To our knowledge, this is the first study conducted in Malawi that has demonstrated the potential utility of mobile phones for clinical follow-up of acutely unwell children from village clinics. Over half of parents provided a mobile number, of whom half were successfully contacted, providing an overall telephone follow-up rate of 44/149 (29.5%). Reported access to a mobile phone was considerably less than the 89.3% cited for patients in urban areas in low- and middle-income countries (LMICs).5 This difference may be attributable to lower affluence, poorer accessibility to mobile phones and network coverage in rural areas.5 In some cases, guardian-reported information could not be substantiated from health records, making it difficult to determine the most valid source of follow-up data. We did not categorically record absence of a mobile phone, which may have resulted in under-reporting of the number of participants with mobile phones.

Conclusions

Although our sample size was small and our findings may not be generalisable, the expansion of network coverage and mobile phone ownership in Malawi may facilitate the use of mobile phones as a simple method to ascertain outcomes in children recruited to clinical studies in rural areas, and consideration should be given to the role of mobile phone solutions for patient follow-up as part of HSA clinical practice in Malawi.

Acknowledgements

This study received funding from the European Union’s Seventh Framework Programme for research, technological development and demonstration under grant agreement no 305292.

References

1. WHO/UNICEF. Joint Statement: Integrated Community Case Management (iCCM). 2012. http://www.unicef.org/health/files/iCCM_Joint_Statement_2012.pdf

2. Wootton R, Liu J, Bonnardot L. Quality Assurance of Teleconsultations in a Store-and-Forward Telemedicine Network – Obtaining Patient Follow-up Data and User Feedback. Frontiers in Public Health. 2014;2:247.

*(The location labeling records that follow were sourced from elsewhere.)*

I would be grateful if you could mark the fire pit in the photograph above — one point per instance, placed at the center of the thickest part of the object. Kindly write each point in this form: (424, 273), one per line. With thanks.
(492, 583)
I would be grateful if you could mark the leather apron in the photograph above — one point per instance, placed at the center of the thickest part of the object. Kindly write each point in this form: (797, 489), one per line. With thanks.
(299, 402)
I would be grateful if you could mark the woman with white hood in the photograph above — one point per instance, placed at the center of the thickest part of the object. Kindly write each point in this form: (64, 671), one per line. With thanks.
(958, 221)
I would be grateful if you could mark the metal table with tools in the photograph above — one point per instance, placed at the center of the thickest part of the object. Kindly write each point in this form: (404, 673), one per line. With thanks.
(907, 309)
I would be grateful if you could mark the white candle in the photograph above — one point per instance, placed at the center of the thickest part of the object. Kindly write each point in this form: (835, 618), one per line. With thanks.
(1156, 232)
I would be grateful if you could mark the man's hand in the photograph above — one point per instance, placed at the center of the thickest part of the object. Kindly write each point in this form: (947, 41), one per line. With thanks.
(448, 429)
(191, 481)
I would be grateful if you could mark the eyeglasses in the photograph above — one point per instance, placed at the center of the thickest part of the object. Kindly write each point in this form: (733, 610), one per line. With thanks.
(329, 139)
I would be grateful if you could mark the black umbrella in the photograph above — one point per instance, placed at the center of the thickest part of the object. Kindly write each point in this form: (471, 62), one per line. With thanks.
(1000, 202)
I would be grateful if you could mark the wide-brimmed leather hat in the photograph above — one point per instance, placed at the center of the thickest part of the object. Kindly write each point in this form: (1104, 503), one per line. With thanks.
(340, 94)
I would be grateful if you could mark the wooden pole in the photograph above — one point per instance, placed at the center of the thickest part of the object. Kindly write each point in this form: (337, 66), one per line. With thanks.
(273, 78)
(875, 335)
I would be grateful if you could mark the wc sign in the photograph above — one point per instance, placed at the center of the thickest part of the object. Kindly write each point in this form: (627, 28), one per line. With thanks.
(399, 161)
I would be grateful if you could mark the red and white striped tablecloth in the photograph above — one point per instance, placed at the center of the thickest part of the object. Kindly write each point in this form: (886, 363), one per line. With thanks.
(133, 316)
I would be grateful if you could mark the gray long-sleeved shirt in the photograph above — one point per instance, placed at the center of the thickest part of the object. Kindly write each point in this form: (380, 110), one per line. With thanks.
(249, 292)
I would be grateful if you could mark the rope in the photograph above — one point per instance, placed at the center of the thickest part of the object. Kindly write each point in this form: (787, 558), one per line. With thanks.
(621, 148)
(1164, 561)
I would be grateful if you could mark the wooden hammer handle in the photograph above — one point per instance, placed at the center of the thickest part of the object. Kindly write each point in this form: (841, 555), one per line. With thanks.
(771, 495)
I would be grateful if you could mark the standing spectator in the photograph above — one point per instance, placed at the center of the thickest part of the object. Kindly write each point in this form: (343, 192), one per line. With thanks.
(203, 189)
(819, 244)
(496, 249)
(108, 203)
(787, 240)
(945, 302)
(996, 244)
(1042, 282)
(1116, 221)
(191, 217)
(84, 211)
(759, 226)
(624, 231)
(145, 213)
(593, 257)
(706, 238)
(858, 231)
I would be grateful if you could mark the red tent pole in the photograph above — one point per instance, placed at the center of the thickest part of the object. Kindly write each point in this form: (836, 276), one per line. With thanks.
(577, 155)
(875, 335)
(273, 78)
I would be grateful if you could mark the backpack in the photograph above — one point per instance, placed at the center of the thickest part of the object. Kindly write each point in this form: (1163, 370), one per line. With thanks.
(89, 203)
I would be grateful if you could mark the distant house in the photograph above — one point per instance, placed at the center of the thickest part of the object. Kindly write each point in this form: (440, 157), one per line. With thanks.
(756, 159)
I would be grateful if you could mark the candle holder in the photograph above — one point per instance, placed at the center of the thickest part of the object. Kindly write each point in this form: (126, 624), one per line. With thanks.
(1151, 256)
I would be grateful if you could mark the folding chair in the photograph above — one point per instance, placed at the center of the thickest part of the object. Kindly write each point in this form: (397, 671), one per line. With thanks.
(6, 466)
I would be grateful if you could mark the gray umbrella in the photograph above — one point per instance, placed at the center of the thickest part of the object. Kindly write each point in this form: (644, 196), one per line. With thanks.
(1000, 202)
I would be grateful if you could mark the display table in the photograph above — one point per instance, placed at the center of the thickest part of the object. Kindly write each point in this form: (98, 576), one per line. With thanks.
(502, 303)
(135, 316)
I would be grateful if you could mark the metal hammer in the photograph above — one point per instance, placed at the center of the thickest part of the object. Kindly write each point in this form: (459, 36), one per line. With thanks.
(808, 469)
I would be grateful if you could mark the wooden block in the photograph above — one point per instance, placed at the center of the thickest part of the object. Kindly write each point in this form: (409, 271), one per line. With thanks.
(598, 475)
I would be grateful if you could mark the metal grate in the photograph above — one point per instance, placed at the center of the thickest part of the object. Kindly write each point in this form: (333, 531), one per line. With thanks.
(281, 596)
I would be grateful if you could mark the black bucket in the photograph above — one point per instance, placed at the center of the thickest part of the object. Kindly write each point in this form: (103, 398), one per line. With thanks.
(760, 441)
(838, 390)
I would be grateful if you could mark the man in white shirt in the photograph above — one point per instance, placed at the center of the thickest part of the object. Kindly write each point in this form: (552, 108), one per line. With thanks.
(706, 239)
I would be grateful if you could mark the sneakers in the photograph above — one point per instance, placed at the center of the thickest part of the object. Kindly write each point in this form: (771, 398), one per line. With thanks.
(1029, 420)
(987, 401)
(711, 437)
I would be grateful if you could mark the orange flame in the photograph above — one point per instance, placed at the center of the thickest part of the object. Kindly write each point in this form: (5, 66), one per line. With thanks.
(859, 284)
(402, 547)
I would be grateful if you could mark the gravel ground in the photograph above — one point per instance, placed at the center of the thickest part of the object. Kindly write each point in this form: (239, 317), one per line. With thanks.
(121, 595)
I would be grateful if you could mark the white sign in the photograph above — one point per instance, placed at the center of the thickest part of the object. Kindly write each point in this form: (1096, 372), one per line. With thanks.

3. Bossyns P, Abache R, Abdoulaye MS, Miyé H, Depoorter A-M, Van Lerberghe W. Monitoring the referral system through benchmarking in rural Niger: an evaluation of the functional relation between health centres and the district hospital. BMC health services research. 2006;6(1):1-7.

4. Peterson S, Nsungwa-Sabiiti J, Were W, Nsabagasani X, Magumba G, Nambooze J, et al. Coping with paediatric referral-Ugandan parents’ experience. The Lancet. 2014;363(9425):1955-6.

5. House DR, Cheptinga P, Rusyniak DE. Availability of mobile phones for discharge follow-up of pediatric. Emergency Department patients in western Kenya. Peer J. 2015;3:e790.